A total of 5,190 fatal work injuries were recorded in the United States in 2016. That’s a 7-percent increase from 2015, according to the latest Census of Fatal Occupational Injuries, released this week by the U.S. Bureau of Labor Statistics.

The fatal injury rate also increased from 3.4 per 100,000 full-time equivalent workers in 2015 to 3.6 in 2016.

“The occupational fatality data show a tragic trend with the third consecutive increase in worker fatalities in 2016 – the highest since 2008,” said Loren Sweatt, Deputy Assistant Secretary for the Occupational Safety and Health Administration (OSHA). “America’s workers deserve better.
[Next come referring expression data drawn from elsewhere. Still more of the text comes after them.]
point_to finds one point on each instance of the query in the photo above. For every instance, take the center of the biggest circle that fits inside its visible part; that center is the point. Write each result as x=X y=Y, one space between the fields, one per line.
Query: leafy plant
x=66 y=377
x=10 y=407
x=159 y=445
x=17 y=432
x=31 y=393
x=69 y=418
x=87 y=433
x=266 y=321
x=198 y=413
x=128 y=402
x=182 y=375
The Occupational Safety and Health Administration is committed to finding new and innovative ways of working with employers and employees to improve workplace safety and health. OSHA will work to address these trends through enforcement, compliance assistance, education and training, and outreach.”

There were 991 deaths in construction in 2016, up from 937 in 2015. Of that total, 631 fatalities were involved in the specialty trades, which includes workers who install doors and windows.

Manufacturing saw 318 deaths in 2016, a decrease from 353 in 2015.

Workers age 55 years and over had 1,848 fatal injuries, the highest number since data collection for the  Census of Fatal Occupational Injuries began in 1992. These workers have a higher fatality rate than any other age group.

Transportation incidents were the leading cause of death in 2016, accounting for 2,083 fatalities, or about one out of every four deadly injuries.

Workplace violence injuries increased by 23 percent, making it the second-most-common cause of death in the workplace.

Additionally, the number of deadly overdoses on the job increased by 32 percent, from 165 in 2015 to 217 in 2016. The number of drug-related fatalities has increased by at least 25 percent annually since 2012.

Fatal work injuries from falls, slips or trips increased 6 percent to 849 in 2016. They’re up 25 percent overall since 2011. Falls increased more than 25 percent in 2016 for carpenters, roofers and heavy and tractor-trailer truck drivers.